The Great Reset: Biden administration implements new costs for oil and gas drilling on public lands


Biden Administration Implements New Costs for Oil and Gas Drilling on Public Lands

(Article republished from YourNews.com)

A new rule from the Biden administration increases the costs for oil and gas drilling on federal lands, reflecting a significant shift in the management of natural resources.

The Biden administration announced a final rule on Friday that significantly increases the costs associated with oil and gas drilling on federally-controlled lands. The Bureau of Land Management (BLM) released its Fluid Mineral Leases and Leasing Process rule, which raises the fees drillers must pay to use federal lands, increases the government’s share of profits from oil and gas extraction, and imposes higher costs for companies to abandon wells.

While the administration and various environmental groups have praised the rule as a long-overdue update to outdated federal guidelines, industry representatives have criticized it as overly burdensome. Kathleen Sgamma, president of the Western Energy Alliance, expressed concerns that the new bonding requirements, which have increased twentyfold, are disproportionate to the issue of orphan wells, which represent a very small fraction of wells on federal lands.

Sgamma highlighted that out of over 90,000 wells, only 37 are orphan wells, making the problem extremely minor in scale. She argued that this rule is part of the Biden Administration’s broader agenda to eliminate federal oil and natural gas drilling, a promise made by President Biden. As a result, her organization feels compelled to challenge the regulation in court.

The rule aligns with key provisions of the Inflation Reduction Act, President Biden’s flagship climate legislation. It includes a substantial increase in the minimum bids for oil and gas leases and rental rates, as well as a higher percentage of government take from oil and gas production.

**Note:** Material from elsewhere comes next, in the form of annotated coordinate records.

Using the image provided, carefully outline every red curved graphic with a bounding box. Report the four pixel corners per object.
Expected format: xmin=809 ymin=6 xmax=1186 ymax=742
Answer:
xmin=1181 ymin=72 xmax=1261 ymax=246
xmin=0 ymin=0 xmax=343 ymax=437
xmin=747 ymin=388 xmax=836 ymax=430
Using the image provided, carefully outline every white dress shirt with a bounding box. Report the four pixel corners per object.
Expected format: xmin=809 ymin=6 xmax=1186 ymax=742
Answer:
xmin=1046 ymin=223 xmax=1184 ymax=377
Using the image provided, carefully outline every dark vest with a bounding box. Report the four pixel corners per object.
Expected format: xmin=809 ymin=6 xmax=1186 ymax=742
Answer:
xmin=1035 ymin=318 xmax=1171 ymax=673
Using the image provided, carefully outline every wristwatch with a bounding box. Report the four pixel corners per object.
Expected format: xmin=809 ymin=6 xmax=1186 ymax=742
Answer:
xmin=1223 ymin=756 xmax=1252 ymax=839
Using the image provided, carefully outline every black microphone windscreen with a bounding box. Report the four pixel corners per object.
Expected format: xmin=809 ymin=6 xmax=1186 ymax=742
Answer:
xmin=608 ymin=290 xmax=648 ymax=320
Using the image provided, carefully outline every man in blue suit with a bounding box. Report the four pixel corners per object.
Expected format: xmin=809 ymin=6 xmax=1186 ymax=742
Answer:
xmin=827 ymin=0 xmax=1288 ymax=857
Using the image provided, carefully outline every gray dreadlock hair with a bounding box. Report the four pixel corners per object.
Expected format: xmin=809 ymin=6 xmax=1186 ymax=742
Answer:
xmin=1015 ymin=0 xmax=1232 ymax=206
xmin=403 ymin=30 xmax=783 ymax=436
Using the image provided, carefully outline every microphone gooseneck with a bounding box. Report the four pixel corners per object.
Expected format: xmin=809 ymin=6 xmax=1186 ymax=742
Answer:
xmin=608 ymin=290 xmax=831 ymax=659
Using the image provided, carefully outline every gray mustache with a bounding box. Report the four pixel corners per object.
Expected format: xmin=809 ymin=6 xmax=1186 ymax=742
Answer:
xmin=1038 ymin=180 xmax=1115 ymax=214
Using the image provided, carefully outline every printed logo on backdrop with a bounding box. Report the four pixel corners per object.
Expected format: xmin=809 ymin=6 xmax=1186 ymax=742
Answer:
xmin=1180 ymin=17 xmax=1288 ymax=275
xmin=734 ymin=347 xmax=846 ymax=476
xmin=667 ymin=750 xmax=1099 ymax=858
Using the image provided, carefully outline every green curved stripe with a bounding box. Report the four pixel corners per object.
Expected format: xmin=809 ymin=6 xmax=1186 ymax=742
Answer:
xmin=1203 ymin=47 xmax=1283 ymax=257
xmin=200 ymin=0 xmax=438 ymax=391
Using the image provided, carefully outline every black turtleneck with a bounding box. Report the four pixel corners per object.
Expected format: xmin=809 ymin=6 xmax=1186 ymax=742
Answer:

In fiscal year 2022, federally-controlled lands accounted for approximately 11% of all U.S. oil production and 9% of all natural gas production, according to BLM data. Additionally, the BLM introduced another rule that reduces the costs of developing renewable energy on public lands.

The financial impact of these regulatory changes on the fossil fuel industry could total $1.5 billion, with the possibility of further rate increases after 2031, The New York Times reports. This is part of a broader strategy by the Biden administration, which has also proposed the most limited offshore oil and gas leasing schedule in modern history, according to the Daily Caller.

Environmental advocacy groups like Accountable.US have lauded the new rule. Chris Marshall, a spokesperson for the organization, stated, “[This rule] is an important step toward fixing a wildly irresponsible system that has given so much to massive corporations at the expense of everyone who enjoys the great outdoors,” as noted in their statement.

The BLM has not yet commented on the responses to the new rule.

RELATED:

Biden Administration Poised to Limit Oil Drilling in Alaska’s National Petroleum Reserve

President Joe Biden is expected to significantly restrict new oil drilling on nearly half of the 23 million-acre National Petroleum Reserve-Alaska, a move not affecting the approved Willow Project but potentially impacting future infrastructure development.

President Joe Biden is reportedly close to imposing new restrictions on oil drilling activities across millions of acres in Alaska’s National Petroleum Reserve (NPR-A), as reported by Bloomberg. The administration’s plan, which is expected to be finalized soon, will not jeopardize the previously approved ConocoPhillips’ Willow Project, but it raises concerns among energy companies about the feasibility of developing additional infrastructure necessary to utilize the region’s oil reserves.

According to details provided by Bloomberg, the new policy would prohibit new leases on nearly 11 million acres of the total 23 million acres in the NPR-A, an area on Alaska’s North Slope. The Department of the Interior (DOI), which oversees the Bureau of Land Management (BLM), has indicated that the impending plan will not affect existing leases. However, initial drafts lack specific provisions confirming this, leaving room for broader federal control over access to these leases.

The DOI has asserted that the proposed restrictions will not significantly impact America’s energy supply, despite the region holding an estimated 8.7 billion barrels of recoverable oil. This initiative marks the Biden administration’s second major action within the last year to limit oil and gas activities in Alaska, following a decision in September 2023 to retroactively cancel seven oil and gas lease sales in the Arctic National Wildlife Refuge, as detailed by the DOI.

The National Petroleum Reserve-Alaska, initially designated in 1923 by President Warren Harding as an emergency oil reserve for the U.S. Navy, is managed by the BLM (BLM NPR-A). Over the course of his administration, Biden has implemented over 50 executive actions targeting various aspects of Alaska’s environmental and energy policies, according to statements from the office of Republican Alaska Senator Lisa Murkowski (Murkowski’s Office).

At the time of reporting, both the White House and the BLM had not yet responded to inquiries for comments on the forthcoming policy changes.